On April 19, 2023, Valdez was promoted to the major leagues for the first time after Yu Chang was placed on the paternity list. Valdez made his MLB debut that evening, against the Minnesota Twins, and recorded two hits. He was optioned back to Worcester the next day, then recalled on April 25 when Chang went on the injured list due to a hand injury. Valdez remained with the Red Sox until being optioned back to Worcester on June 9. He was recalled to Boston on September 1, when major-league rosters expanded to 28 players, optioned back on September 12, and recalled again on September 22.

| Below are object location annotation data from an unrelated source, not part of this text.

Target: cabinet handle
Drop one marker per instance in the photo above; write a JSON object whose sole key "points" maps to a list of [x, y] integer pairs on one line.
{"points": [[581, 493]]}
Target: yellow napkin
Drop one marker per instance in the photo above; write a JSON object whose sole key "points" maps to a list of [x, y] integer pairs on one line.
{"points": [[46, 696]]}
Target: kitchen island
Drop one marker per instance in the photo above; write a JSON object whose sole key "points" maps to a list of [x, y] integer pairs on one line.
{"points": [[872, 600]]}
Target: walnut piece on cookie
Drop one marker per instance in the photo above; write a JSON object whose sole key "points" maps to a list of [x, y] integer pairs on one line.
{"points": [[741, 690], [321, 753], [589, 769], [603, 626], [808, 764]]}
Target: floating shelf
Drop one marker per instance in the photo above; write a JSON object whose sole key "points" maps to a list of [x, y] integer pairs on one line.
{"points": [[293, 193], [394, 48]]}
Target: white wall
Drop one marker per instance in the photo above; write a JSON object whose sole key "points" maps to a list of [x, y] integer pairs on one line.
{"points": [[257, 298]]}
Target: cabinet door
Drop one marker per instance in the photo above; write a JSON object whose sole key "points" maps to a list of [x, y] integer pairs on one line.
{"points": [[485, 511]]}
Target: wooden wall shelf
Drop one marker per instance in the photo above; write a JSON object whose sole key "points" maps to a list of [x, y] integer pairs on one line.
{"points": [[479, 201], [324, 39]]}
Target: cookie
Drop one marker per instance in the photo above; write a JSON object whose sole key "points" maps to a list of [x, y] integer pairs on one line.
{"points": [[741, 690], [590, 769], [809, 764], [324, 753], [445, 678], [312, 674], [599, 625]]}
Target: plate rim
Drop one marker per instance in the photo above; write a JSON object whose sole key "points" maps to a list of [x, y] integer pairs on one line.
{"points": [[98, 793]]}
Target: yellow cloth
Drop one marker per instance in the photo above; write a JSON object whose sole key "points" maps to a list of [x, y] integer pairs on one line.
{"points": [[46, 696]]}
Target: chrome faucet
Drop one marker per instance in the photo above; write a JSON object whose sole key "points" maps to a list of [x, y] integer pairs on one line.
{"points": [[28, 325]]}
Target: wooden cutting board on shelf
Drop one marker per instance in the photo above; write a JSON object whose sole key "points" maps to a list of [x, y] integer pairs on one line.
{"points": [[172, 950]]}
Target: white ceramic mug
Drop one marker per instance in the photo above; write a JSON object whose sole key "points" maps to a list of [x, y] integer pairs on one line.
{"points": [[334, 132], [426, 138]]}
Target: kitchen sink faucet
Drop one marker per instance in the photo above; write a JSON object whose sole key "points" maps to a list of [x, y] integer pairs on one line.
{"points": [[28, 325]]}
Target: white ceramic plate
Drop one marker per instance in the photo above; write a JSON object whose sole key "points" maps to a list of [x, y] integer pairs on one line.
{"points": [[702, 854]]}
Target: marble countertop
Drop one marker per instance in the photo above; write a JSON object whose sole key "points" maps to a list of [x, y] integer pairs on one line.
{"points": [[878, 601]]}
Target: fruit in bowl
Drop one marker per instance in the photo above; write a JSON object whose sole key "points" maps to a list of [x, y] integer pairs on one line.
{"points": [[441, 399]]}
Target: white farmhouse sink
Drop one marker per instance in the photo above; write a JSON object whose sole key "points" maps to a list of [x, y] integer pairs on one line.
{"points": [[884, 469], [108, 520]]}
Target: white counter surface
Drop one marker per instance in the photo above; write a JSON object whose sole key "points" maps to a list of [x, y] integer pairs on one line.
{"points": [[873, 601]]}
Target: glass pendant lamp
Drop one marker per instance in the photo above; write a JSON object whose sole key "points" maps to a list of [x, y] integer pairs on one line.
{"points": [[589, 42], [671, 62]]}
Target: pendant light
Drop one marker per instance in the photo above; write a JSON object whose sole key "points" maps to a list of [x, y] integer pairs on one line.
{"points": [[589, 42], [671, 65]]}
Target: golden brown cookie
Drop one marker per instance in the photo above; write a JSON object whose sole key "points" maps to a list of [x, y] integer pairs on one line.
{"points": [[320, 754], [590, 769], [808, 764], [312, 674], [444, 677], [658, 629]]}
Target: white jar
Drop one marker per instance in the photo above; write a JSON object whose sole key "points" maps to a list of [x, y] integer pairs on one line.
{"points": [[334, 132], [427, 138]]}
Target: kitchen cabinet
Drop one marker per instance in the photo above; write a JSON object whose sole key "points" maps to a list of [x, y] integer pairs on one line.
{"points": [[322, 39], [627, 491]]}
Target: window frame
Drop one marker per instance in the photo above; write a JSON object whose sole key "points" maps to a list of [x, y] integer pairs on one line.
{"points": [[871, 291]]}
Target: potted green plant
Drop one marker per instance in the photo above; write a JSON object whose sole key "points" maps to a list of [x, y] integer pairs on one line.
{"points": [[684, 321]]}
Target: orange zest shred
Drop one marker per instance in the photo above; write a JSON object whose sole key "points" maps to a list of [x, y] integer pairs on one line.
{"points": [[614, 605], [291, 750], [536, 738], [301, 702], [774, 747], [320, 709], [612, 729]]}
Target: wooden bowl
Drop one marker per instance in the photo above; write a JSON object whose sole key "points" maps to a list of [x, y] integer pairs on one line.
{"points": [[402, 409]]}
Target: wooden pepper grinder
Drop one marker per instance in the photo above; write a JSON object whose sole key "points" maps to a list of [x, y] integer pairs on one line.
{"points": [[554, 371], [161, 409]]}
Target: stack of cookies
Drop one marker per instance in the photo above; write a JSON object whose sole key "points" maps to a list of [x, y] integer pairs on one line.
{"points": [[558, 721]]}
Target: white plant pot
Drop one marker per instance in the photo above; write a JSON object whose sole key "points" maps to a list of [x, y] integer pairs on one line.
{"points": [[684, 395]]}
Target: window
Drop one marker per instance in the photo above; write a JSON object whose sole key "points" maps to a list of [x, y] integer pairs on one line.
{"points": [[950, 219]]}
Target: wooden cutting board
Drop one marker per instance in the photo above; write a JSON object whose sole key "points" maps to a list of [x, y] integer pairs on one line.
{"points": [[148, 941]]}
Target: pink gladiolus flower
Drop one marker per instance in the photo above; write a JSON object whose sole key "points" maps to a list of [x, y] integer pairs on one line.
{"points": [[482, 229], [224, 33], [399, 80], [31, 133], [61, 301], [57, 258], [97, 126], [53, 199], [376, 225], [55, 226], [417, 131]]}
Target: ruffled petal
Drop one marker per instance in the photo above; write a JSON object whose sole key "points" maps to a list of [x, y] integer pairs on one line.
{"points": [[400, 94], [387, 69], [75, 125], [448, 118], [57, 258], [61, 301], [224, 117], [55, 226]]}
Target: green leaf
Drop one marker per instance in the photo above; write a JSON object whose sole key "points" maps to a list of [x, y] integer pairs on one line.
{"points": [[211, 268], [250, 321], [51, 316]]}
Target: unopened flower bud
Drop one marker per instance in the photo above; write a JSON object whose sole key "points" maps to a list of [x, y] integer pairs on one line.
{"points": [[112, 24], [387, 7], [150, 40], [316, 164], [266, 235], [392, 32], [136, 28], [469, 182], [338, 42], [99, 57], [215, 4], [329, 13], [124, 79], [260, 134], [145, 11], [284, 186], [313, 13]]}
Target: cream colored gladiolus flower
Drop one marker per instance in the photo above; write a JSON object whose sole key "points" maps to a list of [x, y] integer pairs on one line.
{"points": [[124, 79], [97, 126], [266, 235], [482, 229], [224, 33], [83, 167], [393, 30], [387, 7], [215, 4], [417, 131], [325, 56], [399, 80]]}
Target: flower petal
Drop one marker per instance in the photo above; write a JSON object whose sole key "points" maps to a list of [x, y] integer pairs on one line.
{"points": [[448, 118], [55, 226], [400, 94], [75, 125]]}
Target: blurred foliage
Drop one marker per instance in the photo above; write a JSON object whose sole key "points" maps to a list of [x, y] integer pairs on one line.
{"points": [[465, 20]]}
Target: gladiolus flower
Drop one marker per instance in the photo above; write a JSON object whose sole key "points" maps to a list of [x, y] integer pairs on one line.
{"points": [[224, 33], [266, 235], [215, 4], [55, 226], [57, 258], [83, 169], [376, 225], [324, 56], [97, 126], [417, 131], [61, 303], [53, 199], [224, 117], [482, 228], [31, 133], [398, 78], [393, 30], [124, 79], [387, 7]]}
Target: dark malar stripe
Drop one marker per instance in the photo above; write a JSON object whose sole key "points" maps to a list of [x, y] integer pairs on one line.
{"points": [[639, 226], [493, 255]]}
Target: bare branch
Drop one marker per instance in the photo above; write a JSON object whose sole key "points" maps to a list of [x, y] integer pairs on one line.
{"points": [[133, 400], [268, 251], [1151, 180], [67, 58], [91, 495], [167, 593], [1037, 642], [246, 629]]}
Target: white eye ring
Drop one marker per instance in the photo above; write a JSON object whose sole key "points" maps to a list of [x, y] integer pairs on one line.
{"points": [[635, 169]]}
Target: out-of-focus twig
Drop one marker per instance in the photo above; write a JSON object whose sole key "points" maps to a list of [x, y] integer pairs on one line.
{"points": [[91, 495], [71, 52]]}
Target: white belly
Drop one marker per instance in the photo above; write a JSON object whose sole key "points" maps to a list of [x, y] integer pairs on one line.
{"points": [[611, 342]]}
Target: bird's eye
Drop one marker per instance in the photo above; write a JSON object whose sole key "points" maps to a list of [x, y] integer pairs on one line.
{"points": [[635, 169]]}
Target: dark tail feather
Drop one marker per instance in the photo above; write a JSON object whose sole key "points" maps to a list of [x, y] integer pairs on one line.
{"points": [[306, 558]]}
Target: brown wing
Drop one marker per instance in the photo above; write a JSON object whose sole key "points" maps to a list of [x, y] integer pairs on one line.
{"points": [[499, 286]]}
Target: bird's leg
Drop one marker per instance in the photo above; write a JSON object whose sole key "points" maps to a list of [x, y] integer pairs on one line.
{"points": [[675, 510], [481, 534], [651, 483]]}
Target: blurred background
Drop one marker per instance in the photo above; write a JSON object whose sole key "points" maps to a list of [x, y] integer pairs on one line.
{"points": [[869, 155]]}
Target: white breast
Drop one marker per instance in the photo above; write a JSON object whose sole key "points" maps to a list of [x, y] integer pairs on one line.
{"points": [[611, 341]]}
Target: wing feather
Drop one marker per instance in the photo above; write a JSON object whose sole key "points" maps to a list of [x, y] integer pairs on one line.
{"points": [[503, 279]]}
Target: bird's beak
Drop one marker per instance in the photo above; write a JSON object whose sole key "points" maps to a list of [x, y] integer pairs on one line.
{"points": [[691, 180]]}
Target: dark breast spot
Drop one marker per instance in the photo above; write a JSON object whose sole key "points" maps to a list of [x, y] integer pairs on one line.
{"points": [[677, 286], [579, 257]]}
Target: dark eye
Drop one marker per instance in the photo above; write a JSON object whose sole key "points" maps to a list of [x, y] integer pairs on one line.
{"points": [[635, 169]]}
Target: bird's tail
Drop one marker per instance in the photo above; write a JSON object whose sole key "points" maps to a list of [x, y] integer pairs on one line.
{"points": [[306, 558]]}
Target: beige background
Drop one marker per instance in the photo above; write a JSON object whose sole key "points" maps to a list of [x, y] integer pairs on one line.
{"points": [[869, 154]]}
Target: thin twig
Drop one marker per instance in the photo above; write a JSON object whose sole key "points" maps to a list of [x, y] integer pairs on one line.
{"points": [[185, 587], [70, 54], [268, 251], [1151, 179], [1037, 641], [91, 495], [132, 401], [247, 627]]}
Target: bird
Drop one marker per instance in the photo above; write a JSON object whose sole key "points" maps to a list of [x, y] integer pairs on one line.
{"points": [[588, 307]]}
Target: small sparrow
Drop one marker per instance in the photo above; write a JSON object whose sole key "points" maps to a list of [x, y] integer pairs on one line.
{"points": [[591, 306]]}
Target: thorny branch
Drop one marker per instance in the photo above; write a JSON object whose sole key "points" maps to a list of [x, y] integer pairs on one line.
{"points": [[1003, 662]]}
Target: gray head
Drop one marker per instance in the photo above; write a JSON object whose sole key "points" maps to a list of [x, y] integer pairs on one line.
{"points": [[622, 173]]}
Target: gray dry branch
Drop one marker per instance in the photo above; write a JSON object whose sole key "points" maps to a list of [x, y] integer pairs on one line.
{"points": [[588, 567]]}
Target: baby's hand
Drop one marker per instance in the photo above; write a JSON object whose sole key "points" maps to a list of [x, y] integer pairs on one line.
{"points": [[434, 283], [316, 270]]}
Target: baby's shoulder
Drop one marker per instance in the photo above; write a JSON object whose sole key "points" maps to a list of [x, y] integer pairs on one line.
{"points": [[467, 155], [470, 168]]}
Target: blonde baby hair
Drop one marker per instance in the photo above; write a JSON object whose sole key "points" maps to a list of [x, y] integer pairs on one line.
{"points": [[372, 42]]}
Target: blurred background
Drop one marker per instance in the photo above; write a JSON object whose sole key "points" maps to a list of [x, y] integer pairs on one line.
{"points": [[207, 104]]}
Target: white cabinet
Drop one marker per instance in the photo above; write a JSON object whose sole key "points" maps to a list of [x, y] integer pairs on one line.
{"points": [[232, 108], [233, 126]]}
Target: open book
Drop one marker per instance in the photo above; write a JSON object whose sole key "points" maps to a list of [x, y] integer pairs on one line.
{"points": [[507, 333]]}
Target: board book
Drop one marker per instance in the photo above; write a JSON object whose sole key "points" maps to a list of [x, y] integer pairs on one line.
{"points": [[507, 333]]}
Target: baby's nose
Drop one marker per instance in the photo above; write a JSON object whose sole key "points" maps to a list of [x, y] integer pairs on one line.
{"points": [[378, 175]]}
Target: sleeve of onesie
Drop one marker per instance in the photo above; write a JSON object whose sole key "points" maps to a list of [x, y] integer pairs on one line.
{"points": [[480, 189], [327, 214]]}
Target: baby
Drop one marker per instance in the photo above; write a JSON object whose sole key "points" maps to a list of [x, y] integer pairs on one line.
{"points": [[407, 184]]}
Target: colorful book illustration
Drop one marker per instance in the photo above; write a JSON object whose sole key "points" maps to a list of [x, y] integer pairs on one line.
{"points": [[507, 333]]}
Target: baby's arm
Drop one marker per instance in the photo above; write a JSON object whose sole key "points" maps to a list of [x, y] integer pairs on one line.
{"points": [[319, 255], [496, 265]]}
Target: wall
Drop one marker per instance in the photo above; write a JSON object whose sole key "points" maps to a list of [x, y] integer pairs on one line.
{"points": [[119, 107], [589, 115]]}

Valdez made 76 appearances for Boston in 2024, slashing .214/.270/.363 with six home runs and 28 RBI. On December 11, 2024, Valdez was designated for assignment by the Red Sox.

===Pittsburgh Pirates===
On December 15, 2024, Valdez was traded to the Pittsburgh Pirates in exchange for Joe Vogatsky. He was optioned to the Triple-A Indianapolis Indians to begin the 2025 season. In 31 appearances for Pittsburgh, Valdez slashed .209/.294/.363 with two home runs and 12 RBI. On May 10, 2025, Valdez was placed on the injured list with left shoulder inflammation. He was transferred to the 60-day injured list on May 14. On May 21, it was announced that Valdez had undergone season-ending surgery.

Valdez was again optioned to Triple-A Indianapolis to begin the 2026 season. On April 3, 2026, Valdez was designated for assignment by the Pirates following the promotion of Konnor Griffin. He cleared waivers and was sent outright to Indianapolis on April 8.